My grown son Noah joined me on the trip, and I can’t tell you how much it meant to have him with me. As we sat at a gate waiting for a delayed flight and Noah was tracking his fantasy football teams on his phone while eating a huge bag of airport popcorn, I was overcome by joy.
Just to have him next to me. Alive. Sober. Just to have him squeeze my shoulder now and then and say, “You’re going to do great, Mom.”
How can this be the same young man who used to smoke pot for breakfast? Who I used to fear would turn out like my father—addicted, depressed, and suicidal?
How can I be the same mother who used to drown my worry about Noah’s drugging and drinking by getting drunk myself? Who used to live in dread of being exposed as an alcoholic and would rather die than declare it from a podium?
The only explanation is that Noah and I are walking, talking miracles—living proof of God’s goodness and grace.
This was never so clear to me as it was on Monday as I spoke about the role of faith in my journey of recovery. Noah graciously allowed me to share some parts of his story, too—including how he’d probably be dead if the apartment where he was living when he hit bottom had had a garage.
After I spoke, we had a buffet lunch with the Salvation Army folks, and I noticed how easily Noah chatted with people. Several times I overheard someone ask him hopefully, “So do you speak, too?”
He laughed and said no. But you know what? He does speak. His life speaks. And nothing speaks louder than the story he can’t help telling just by being who he is today.
At one point, a man whipped out his wallet to show Noah and me a photo of a ragged-looking young man. “This here is ‘Frank’ before,” he explained, meaning before he came to their program. “And this is him after,” he said, showing us a photo of a clean-cut, smiling man who now works for their organization.
He couldn’t have been prouder had he been this guy’s father.
When I was invited to speak to the Salvation Army, initially I was perplexed. What came to mind first were the thrift stores I spent half my childhood trapped in with my bargain-loving mother.
What came to mind next were the red donation cans and the tinkling bells at Christmas.
And then, I thought of my father. Mentally ill and addicted, he spent the second half of his too-short life homeless, in mental hospitals, in halfway houses—and in more than a few Salvation Army rescue missions.
Early in my recovery, I attended a meeting downtown where the “Sallys”—the men participating in the nearby Salvation Army rehab program—reminded me of my father. Their stories touched me deeply for this reason, but also because the changes in their lives were often so dramatic. I’d listen in near disbelief, thinking, You mean to tell me this articulate, hard-working man was living under a bridge just a year ago?
Sadly, my dad wasn’t one of these success stories. He never found recovery for long, and he took his own life at 47. No one ever pulled his mug from their wallet to show how the program works.

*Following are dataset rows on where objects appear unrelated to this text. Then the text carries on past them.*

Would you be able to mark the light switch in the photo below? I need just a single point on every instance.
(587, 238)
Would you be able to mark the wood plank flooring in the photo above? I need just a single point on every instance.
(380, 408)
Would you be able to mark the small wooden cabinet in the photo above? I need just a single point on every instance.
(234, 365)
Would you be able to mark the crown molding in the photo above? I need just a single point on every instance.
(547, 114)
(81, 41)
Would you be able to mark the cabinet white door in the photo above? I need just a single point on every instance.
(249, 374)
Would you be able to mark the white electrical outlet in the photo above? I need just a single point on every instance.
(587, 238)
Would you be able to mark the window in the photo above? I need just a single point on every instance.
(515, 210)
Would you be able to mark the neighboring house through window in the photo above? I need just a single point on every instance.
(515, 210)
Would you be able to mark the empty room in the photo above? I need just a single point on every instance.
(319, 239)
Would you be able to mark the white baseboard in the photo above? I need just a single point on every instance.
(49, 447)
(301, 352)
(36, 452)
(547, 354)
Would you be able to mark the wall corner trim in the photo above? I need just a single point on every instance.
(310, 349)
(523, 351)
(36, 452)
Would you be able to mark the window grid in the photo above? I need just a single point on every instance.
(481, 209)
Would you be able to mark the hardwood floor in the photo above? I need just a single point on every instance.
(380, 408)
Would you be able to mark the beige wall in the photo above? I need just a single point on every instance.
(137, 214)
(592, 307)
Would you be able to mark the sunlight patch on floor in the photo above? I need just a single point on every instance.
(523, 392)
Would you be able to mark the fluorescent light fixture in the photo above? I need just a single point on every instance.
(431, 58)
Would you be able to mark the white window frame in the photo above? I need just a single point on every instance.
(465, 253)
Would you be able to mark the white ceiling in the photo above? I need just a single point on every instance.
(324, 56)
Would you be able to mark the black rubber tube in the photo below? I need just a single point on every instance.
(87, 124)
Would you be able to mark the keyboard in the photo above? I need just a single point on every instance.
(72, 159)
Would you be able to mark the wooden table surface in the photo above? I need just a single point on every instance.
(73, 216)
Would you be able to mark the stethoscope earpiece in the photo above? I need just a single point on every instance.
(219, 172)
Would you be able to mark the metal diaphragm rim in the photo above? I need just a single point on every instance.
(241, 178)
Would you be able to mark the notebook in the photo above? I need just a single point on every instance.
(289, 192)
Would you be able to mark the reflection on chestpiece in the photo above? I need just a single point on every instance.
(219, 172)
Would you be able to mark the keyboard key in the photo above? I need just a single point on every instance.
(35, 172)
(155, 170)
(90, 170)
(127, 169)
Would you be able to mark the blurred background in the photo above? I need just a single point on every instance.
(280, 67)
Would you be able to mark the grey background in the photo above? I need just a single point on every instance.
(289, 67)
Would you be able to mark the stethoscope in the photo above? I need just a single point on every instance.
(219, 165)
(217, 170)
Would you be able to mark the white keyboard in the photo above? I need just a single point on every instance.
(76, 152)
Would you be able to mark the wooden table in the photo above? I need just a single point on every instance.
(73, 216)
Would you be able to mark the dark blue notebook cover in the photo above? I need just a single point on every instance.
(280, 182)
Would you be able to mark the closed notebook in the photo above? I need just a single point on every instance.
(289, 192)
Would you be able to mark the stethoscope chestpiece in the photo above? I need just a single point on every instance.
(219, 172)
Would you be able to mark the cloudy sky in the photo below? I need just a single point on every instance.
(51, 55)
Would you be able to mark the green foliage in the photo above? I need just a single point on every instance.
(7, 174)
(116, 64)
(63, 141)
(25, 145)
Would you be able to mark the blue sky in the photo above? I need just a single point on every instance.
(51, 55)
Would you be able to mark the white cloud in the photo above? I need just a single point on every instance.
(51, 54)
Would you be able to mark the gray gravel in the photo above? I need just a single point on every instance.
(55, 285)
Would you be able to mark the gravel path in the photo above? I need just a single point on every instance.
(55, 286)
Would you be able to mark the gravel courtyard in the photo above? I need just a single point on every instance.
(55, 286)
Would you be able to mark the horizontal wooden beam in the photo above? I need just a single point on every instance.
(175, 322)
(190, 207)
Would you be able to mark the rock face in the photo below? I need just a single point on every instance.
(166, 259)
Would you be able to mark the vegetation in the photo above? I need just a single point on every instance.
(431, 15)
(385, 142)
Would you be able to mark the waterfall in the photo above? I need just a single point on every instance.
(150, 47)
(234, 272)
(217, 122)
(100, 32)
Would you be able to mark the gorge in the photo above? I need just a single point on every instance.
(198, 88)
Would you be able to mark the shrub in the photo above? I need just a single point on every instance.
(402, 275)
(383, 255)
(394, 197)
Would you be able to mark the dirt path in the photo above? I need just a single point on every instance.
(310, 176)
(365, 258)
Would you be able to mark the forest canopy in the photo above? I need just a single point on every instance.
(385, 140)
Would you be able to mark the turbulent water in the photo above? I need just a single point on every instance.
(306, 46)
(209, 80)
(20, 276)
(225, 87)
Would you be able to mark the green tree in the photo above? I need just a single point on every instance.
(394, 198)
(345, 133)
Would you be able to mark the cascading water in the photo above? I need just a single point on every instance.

Yet in Virginia, I was struck by the sweetness of God to bring me to speak here, and especially with Noah along. It felt like coming full circle, like this was the real end to my dad’s story.
Best of all, I got a chance to look some of these folks from the Salvation Army in the eye and say a belated, Thank you. My father was hungry and you fed him. My father needed clothes and you clothed him. My father was homeless and you sheltered him.
This is what it looks like to live out the gospel. This is what it means to stand at the intersection of addiction and grace.